I had forgotten how over the top it is, and with the highly talented actors we have here, it’s a delight to have questions raised once again around equality and the battle of the sexes.

The play is full of sub plots and humorous asides, but to baldly simplify the main story, we have a wealthy father, Baptista, played by Paul Mabey, who is essentially trafficking his daughters to the suitor of his choosing.

And to add to my rising sense of being appalled by this, each suitor focuses on the father’s approval, the looks and behaviour of the woman and how much is in their dowries.

I felt I had to give myself permission to be amused by this, so once I’d done that, I found myself caught up in the laugh out loud moments. Some of my favourite Summer Shakespeare team actors returned to take centre-stage, and it’s a pleasure to see such talented performers fill out their roles.

Lucentio, played by Ryan Wood, pursues Bianca, played by Erika Stols, while Petruchio, played by Dylan Frewin, pursues Katherine, played by Nadine Tibbits.

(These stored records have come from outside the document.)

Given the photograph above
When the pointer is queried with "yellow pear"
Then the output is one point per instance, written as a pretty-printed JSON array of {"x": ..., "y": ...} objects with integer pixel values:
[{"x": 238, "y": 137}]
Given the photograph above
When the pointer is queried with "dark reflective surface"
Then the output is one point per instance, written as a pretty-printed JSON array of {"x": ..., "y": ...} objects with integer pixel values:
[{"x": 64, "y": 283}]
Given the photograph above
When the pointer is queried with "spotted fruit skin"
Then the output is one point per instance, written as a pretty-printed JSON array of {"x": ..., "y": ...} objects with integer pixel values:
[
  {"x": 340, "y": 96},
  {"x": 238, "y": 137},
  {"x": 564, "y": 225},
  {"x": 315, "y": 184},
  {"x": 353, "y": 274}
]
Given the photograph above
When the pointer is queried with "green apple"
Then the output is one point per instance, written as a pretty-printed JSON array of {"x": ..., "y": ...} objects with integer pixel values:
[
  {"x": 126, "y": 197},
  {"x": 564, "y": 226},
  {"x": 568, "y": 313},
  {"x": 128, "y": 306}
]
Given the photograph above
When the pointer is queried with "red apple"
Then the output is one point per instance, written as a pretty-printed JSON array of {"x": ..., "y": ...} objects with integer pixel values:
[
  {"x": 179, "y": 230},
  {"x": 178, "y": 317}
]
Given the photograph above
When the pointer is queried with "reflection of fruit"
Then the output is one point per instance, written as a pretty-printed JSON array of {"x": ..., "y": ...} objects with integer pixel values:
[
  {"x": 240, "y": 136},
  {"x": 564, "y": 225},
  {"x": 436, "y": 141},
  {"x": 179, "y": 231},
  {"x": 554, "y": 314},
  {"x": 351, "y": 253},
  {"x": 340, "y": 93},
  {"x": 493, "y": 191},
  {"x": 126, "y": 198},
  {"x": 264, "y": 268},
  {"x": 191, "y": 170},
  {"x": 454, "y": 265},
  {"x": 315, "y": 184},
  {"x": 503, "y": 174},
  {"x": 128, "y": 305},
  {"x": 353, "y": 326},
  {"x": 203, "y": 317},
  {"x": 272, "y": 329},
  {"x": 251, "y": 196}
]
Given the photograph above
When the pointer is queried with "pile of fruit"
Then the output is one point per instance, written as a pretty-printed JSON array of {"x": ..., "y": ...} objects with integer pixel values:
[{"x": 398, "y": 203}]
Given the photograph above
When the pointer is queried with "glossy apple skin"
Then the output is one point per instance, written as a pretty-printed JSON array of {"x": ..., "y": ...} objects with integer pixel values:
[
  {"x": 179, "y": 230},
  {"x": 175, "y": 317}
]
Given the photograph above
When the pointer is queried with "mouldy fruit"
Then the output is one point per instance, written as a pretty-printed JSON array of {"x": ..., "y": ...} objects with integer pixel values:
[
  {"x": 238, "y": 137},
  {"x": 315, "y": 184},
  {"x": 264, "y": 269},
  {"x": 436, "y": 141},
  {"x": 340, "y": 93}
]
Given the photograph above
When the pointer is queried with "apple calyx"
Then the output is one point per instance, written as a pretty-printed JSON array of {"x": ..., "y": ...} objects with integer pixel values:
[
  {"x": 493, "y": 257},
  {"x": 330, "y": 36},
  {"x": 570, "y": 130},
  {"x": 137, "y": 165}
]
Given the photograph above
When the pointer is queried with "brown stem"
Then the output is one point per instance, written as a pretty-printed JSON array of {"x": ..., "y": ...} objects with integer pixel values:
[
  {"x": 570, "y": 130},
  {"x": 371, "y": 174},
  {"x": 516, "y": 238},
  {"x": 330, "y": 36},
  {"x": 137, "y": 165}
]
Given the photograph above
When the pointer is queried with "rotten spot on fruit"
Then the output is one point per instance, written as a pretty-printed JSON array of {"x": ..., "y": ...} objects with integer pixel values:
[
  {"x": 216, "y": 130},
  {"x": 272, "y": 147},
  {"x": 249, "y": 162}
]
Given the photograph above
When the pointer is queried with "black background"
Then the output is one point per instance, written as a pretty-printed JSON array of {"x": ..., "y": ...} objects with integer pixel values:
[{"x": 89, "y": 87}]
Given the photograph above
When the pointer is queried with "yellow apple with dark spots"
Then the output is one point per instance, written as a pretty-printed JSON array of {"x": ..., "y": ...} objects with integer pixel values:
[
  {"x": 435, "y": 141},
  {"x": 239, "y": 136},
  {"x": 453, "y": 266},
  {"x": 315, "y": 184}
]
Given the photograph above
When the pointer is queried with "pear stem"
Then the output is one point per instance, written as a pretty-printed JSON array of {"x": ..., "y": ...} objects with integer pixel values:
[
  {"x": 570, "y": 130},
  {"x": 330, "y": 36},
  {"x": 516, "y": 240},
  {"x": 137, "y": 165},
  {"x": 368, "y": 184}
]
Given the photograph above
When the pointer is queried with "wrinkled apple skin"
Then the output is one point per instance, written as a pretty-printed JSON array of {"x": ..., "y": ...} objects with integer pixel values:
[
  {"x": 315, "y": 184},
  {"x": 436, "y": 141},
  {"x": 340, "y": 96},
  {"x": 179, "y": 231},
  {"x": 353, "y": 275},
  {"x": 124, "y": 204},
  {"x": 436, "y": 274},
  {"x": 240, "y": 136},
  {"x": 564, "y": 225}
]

Nadine was a wonderful Antonia in Much Ado About Nothing, while Ryan was outstanding as Claudio in the same play, and Dylan is one of my favourite local actors. It’s Erika’s first full Shakespeare play and she was perfect as Bianca.

Getting back to the storyline, I’ve always felt that Katherine was wrongly described as a ‘shrew’. She’s independent, with her own mind, and Nadine plays her superbly. How she succumbs to Petruchio’s wooing is still a complete mystery to me, but then the pursuit and winning over of the object of one’s love has always been a mystery. Shakespeare was ahead of his time in the writing of his romantic comedies, portraying women as both strong and demure.

As dusk fell, I loved the lighting that came up around the actors and their set. It was an intimate setting, with the players sitting close to the audience at times. The play is seriously funny, with an outstanding cast and crew. In Shakespeare’s time, men often played the parts of women, and I enjoyed that Gin Mabey, the director who also played Gremio, had no qualms about switching it up, placing women in some of the men’s roles.

Just some of the actors and roles behind some unforgettable moments were Jaden McLeod as Vincentio, Hannah Richardson as the tailor, Di Corrie as the widow and Fin Shaw as Hortensio. Appearing from out of side streets and buildings at the village, the whole production made for a truly wonderful experience.

Please go and see Summer Shakespeare – it is addictive and a huge amount of fun!